Speaker of the House, Femi Gbajabiamila, had during the commencement of the interactive session on the 2021 to 2023 Medium Term Expenditure Framework and Fiscal Strategy Paper on Thursday, declared that under-remittances to government coffers by revenue generating agencies was partly responsible for borrowings by the government to finance the budget.
The speaker, however, warmed revenue the agencies to desist from under remitting revenue generated to the federation account.
“Our country is currently facing a fiscal crisis, compounded by the intense disruption that has been wrought on our economic performance and financial projections by the COVID-19 pandemic. We are not the only ones,” Gbajabiamila said.
While appearing before the Joint Committee yesterday, the director, Budget Planning, Research, and Statistics at the CAC, Dr. Gado Shehu, explained that the CAC had an approved revenue budget of N15.770bn in 2019 while the budgetary performance was N12,675bn. He also said the commission remitted N100m.
Shehu said the CAC in 2018 had a budget of N16.621bn but realised N11bn yet did not remit revenue.
“The approved revenue budget for 2020 is N18bn, while the CAC had by June realised N8.3bn.
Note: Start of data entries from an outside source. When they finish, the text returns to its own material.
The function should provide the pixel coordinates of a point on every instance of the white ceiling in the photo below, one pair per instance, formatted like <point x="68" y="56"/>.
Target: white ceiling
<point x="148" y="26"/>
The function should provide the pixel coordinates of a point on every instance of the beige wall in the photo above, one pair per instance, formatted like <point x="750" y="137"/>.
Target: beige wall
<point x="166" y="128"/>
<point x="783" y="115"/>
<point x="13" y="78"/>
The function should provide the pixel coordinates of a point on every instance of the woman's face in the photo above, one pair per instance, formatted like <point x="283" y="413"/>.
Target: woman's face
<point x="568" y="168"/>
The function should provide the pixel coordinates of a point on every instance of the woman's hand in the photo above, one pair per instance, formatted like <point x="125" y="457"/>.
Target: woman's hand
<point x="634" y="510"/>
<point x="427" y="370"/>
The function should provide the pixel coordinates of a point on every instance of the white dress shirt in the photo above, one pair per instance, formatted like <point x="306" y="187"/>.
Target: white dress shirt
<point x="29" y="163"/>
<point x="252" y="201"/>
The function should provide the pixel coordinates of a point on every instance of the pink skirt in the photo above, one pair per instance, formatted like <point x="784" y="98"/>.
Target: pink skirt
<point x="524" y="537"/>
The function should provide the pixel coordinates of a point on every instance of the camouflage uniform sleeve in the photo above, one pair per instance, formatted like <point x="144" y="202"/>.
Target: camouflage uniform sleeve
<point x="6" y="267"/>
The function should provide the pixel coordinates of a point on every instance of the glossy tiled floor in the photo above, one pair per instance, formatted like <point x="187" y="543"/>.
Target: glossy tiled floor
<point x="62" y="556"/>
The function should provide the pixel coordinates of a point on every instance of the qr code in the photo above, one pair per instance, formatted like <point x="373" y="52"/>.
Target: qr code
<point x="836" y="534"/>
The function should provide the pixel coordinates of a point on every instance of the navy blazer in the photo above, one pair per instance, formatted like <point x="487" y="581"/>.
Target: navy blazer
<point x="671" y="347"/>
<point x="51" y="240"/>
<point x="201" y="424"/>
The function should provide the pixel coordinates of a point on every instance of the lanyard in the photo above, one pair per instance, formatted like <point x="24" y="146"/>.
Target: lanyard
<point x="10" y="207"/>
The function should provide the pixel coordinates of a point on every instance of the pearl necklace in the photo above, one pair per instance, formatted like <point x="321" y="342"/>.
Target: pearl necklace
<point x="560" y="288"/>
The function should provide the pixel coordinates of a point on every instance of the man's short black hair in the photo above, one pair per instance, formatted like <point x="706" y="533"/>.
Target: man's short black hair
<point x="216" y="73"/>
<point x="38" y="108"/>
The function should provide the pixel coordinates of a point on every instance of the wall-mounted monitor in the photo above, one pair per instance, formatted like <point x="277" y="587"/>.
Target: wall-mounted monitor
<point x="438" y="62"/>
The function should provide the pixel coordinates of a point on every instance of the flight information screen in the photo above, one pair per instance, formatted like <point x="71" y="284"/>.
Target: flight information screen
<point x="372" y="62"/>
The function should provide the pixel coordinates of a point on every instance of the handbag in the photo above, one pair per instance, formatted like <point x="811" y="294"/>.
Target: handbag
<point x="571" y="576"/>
By June, because the Federal Government has started direct deduction from our revenue, they have deducted N69m. 25 per cent of whatever drops into our account is deducted,” he said.
Faleke, however, expressed surprise on how CAC remitted only N100m after getting over N12bn saying: “Even that N100m that you remitted, it was the committee that forced you to remit it, I remember.”
He chairman also observed that N69million is less than 10 per cent of N8.3bn, which is even below the 25 per cent expected remittance.
While speaking on the proposal by the CAC for 2021, said the total projected revenue is N19.425bn.
Also at the hearing, the chairman/CEO of Nigeria Electricity Regulatory Commission (NERC), Prof. James Momoh, explained that the Commission got the sums of N6.47 billion in 2018, N8 billion in 2019, and N3.5 billion in 2020. The surplus on the budget was remitted, he said.
Worried by the poor performance of NERC to the extant financial regulations, the lawmakers unanimously resolved to conduct ab status of inquiry into the finances of the commission in line with the provisions of the 1999 Constitution which empowers the National Assembly to expose corruption.
Apparently dissatisfied with the presentations of most of the agencies that appeared before it, the joint committee resolved to probe the activities of some agencies.
The chairman, Faleke noted that there was a need to amend the Finance Act to reflect current realities.
He said: “We expect new amendments, a new Finance Act is coming. We’re saying agencies should limit their expenditure to 60 to 70 per cent of their income depending on their income.
“Lead agencies should limit theirs to 60 per cent, while the small agencies should limit theirs to 70 per cent.”